Partner Siegfried Sassoon, Wife Mary Francis Butts

Queer Places:
20 Broughton Rd, South Shields NE33 2RN, UK
University of Cambridge, 4 Mill Ln, Cambridge CB2 1RZ, UK
122 Cheyne Walk, Chelsea, London SW10 0ES, UK
The UCL Slade School of Fine Art, University College London, Gower St, Kings Cross, London WC1E 6BT
Cairney House, 10 Osborne Ave, Newcastle upon Tyne NE2 1JQ

The Unreturning — Siegfried Sassoon's partner, Gabriel Atkin.William Park "Gabriel" Atkin (1897 – May 8, 1937) was a landscape architectural and figure painter in oil and watercolor, a draftsman and an illustrator. Details of his affair with Siegfried Sassoon, were removed from Sassoon's diary (as were accounts of his other homosexual affairs) but are given passionate and explicit expression in the letters. Sassoon's love letters to Atkin (and to Stephen Tennant) came to light in the 2000s, as well as a number of passionate love poems, and more or less at the same time it was also discovered an unpublished autobiography of Atkin.

He was born in South Shields, Durham, the son of James Thomas Atkin (1867-1920) and Eleanor Dorothy Park (1870-1949). In the 1901 census he is living at Salisbury House, 20 Broughton Road, South Shields. In the 1911 census he is living at 54 Westoe Parade, South Shields. Atkin grew up in the South Shields area and was completing his education at Durham Art College when army service intervened.

Sassoon met Atkin when this latter was a young army officer. Sassoon had already heard of Atkin from Edward J. Dent, who had befriended the 19 year-old cadet in March 1917 when he came to Cambridge from the Durham Light Infantry on an army training course. And Dent must have mentioned Sassoon to Atkin, who next wrote to Dent from his camp at Margate to tell him how much he wanted to meet a poet he so admired. But when Dent passed this on to Sassoon in November 1917, he had replied rather off-handedly: 'Gabriel Atkin sounds all right. I wish Margate were nearer." Sassoon's posting, first to Ireland, then Palestine in the first half of 1918, had intervened and it was not until October 1918 that the subject was reintroduced. By 30 October Atkin was writing to Dent: 'I am most excited by the possibility of meeting Siegfried Sassoon. I think of him as most attractively Byronic in appearance! Clearly in awe of Sassoon, whose war poetry had made him a household name, he feels it might be 'presumptuous' of him to write or send a photograph as Dent suggests, but does hope for a few lines from the famous poet. So that he is thrilled to receive a `hectic postcard from Sassoon on Armistice Day, though 'devastated' that it is to defer their meeting. The matchmaking is then taken up by Augustus Theodore (Theo) Bartholomew, who has himself been in and out of bed with Atkin for the past year, and it is during Sassoon's stay with Theo in mid-November that another meeting with Atkin is arranged. Sassoon finally met Atkin for the first time at Margate station on 20 November 1918.

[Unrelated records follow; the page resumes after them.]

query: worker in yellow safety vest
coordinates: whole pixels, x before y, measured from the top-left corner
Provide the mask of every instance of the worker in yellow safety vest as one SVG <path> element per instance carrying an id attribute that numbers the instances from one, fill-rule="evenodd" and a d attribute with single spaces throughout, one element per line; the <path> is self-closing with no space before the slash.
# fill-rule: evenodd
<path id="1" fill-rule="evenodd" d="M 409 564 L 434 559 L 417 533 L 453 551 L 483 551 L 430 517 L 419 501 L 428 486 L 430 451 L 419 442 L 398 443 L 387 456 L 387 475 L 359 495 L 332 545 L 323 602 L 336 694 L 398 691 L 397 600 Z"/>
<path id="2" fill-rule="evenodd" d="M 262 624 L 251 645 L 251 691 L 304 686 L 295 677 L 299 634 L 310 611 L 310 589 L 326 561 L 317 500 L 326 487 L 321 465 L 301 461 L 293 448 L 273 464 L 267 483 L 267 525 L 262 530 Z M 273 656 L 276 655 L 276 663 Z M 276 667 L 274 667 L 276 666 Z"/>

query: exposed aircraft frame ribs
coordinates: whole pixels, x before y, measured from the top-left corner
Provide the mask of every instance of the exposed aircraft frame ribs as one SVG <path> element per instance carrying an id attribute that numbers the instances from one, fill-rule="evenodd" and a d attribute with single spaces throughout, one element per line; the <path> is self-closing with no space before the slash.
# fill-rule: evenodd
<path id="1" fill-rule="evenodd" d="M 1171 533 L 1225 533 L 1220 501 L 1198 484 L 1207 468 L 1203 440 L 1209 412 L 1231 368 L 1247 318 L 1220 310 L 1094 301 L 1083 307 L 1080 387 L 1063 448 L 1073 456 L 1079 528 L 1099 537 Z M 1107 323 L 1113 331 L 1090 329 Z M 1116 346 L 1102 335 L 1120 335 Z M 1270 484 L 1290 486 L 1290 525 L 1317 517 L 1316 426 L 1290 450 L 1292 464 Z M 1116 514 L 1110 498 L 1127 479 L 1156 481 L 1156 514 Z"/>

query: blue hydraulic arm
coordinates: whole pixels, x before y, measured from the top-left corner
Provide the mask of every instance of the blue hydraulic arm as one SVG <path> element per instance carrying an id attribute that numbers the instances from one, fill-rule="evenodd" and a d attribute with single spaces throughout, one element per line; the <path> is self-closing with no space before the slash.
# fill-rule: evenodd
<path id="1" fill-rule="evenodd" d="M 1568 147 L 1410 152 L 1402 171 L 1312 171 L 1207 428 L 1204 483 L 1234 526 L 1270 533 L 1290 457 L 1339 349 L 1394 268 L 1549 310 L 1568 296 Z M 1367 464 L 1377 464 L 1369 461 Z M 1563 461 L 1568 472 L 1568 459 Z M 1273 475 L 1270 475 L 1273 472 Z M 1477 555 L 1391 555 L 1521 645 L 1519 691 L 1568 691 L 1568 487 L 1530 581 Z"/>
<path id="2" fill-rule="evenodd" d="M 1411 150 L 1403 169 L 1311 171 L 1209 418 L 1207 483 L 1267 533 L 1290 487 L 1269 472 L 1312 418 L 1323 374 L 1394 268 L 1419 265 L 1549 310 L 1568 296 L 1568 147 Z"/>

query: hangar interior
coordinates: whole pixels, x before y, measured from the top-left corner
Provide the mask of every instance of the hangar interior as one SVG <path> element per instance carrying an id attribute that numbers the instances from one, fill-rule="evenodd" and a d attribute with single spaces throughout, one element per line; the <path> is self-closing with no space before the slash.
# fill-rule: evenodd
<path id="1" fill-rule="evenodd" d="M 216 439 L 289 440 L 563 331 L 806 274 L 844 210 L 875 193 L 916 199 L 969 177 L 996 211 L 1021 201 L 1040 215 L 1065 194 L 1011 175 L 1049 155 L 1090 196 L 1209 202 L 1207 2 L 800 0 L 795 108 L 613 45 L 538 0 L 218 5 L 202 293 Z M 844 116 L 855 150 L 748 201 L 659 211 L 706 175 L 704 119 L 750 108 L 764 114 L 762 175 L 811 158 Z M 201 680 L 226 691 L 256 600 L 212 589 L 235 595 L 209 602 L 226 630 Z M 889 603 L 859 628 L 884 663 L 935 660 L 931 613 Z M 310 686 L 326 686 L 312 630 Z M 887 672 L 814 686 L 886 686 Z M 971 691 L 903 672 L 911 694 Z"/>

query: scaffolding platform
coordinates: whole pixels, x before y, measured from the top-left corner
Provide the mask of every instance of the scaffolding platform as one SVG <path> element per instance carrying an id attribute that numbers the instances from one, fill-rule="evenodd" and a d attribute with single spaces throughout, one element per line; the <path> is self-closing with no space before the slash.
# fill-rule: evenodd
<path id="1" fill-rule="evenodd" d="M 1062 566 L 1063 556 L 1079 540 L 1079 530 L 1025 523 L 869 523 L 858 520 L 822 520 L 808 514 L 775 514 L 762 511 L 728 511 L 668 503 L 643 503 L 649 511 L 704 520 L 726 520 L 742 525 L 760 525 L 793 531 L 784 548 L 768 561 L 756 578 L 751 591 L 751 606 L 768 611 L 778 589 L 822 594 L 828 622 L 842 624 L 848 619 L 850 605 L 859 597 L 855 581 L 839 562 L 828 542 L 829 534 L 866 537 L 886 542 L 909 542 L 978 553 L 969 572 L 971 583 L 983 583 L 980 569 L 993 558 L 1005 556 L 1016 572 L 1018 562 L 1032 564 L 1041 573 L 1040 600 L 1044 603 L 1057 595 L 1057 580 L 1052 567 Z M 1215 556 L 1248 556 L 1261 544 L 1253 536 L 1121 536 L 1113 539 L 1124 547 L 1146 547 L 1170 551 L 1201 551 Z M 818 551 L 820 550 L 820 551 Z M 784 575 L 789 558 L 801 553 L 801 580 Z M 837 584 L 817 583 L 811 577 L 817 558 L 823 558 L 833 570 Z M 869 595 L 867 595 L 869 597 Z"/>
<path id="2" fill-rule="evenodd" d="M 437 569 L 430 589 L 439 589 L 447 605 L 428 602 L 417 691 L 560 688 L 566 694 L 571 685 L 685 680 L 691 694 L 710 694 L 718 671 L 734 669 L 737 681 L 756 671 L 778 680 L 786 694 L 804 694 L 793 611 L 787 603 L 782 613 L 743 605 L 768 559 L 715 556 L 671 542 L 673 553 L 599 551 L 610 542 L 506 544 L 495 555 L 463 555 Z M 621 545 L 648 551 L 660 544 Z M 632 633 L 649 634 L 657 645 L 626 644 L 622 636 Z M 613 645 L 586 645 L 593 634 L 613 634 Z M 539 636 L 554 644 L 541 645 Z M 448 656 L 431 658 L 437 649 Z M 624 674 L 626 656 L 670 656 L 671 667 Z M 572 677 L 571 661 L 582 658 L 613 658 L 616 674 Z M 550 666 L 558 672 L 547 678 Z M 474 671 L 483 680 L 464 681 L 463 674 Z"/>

Prince Serge of Chernatzki by Gabriel Atkin (1897-1937) | Art, Art ...
Prince Serge of Chernatzki by Gabriel Atkin

Atkin acquired artistic training at Armstrong College (Newcastle University) under the tutelage of Richard George Hatton. He lived in London for many years, painting landscapes in watercolors and illustrating books. While studying at Slade School of Arts, Atkin rented a studio near to Glyn Philpot (whom he had met through Sassoon) at 122 Cheyne Walk. In 1919 Atkin had a showing at the London Salon, and he regularly sent work to the Artists of the Northern Counties exhibits.

The relationship with Sasson ended apparently due to Atkin's promiscuity; he also had an affair with Sassoon's friend, Osbert Sitwell. Atkin would later become part of the wild drug scene surrounding Jean Cocteau in Paris. John Maynard Keynes was known in his Bloomsbury circle as a fairly committed homosexual who even then was, Quentin Bell recalls, "married" to a Cambridge undergraduate, Sebastian Sprott, as well as carrying on with Atkin. Atkin was also friend (and possible lover) of Ronald Firbank.

In 1930 he married bisexual author Mary Francis Butts, and they separated in 1934.

At the time of his death, he was living at 10 Osborne Avenue, Newcastle upon Tyne. His wife died later that same year. The Laing Art Gallery in Newcastle has a large collection of his watercolorist.